Chevron Cleared to Restart Venezuelan Oil Operations as Maduro Celebrates Renewed Ties

by Oluwatosin Racheal Alabi

KEY POINTS


  • President Maduro confirmed Chevron can fully resume Venezuelan oil operations after months of U.S. sanctions.
  • Chevron’s return follows a prisoner exchange between Venezuela and the U.S., although not officially tied to the deal.
  • Venezuela’s oil output rose by 12% in recent months, reaching over 1 million barrels daily without foreign support.

Chevron has been officially granted approval to resume full oil operations in Venezuela, months after halting production in May 2025 due to U.S. sanctions.

The announcement was made by Venezuelan President Nicolás Maduro on Thursday, hailing the move as a turning point in U.S.–Venezuelan energy relations.

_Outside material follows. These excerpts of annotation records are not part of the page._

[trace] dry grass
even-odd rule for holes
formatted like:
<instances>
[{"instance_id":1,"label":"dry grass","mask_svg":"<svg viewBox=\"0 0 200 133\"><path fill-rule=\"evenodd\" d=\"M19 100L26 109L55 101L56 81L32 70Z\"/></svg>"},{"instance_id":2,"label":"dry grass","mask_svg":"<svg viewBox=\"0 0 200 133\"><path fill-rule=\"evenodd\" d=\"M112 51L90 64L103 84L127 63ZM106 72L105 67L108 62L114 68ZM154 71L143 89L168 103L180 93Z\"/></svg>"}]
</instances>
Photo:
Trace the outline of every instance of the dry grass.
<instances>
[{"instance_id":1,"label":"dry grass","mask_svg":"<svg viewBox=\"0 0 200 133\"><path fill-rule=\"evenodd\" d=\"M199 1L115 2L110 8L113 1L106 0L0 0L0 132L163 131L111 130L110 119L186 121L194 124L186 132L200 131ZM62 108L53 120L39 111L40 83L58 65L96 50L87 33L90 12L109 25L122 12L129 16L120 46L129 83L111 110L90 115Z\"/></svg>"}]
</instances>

“Chevron has been notified to resume its operations on a legal basis and is welcome in Venezuela,” Maduro declared during a televised address. He also noted that “despite blackmail and restrictions,” Venezuela’s oil production had surged by 12% in recent months, reflecting the country’s ability to maintain growth without relying solely on foreign companies.

According to June data from the Organization of the Petroleum Exporting Countries (OPEC), Venezuela’s oil output reached 1,069,000 barrels per day. This increase occurred even while U.S. sanctions forced Chevron, the country’s longest-operating foreign oil company, to suspend activities.

Chevron: Return Linked to Diplomatic Exchange Between Caracas and Washington

The U.S. company’s return to Venezuela follows a notable diplomatic event — a recent prisoner exchange between the United States and Venezuela. In the agreement, Caracas released 10 incarcerated U.S. citizens, while 252 Venezuelan migrants were repatriated from El Salvador. Although President Maduro did not explicitly confirm that Chevron’s reinstated license was a direct outcome of the exchange, the timing suggests that diplomatic negotiations played a pivotal role.

“Diplomatic and commercial relations must proceed with mutual respect and without blackmail,” Maduro stressed. He also reiterated his administration’s commitment to welcoming international firms under fair and legal conditions. “We hope Chevron continues for another 100 years in Venezuela,” he added, highlighting that the company has been active in the country for 102 years.

The move signals an easing of strained relations between Caracas and Washington, particularly under the foreign policy posture of Donald Trump, whose administration recently gave Chevron the green light to re-enter Venezuelan oilfields.

Maduro’s broader message included a renewed invitation to other foreign companies willing to respect Venezuela’s legal and political framework. Working groups, he said, are already coordinating with Chevron to ensure a smooth resumption of operations.

This development could potentially boost Venezuela’s struggling economy, which has been reeling under years of inflation, sanctions, and infrastructure decline. Analysts suggest that the restoration of foreign oil investment may improve Venezuela’s fiscal stability, though broader political reforms are still essential for sustained recovery.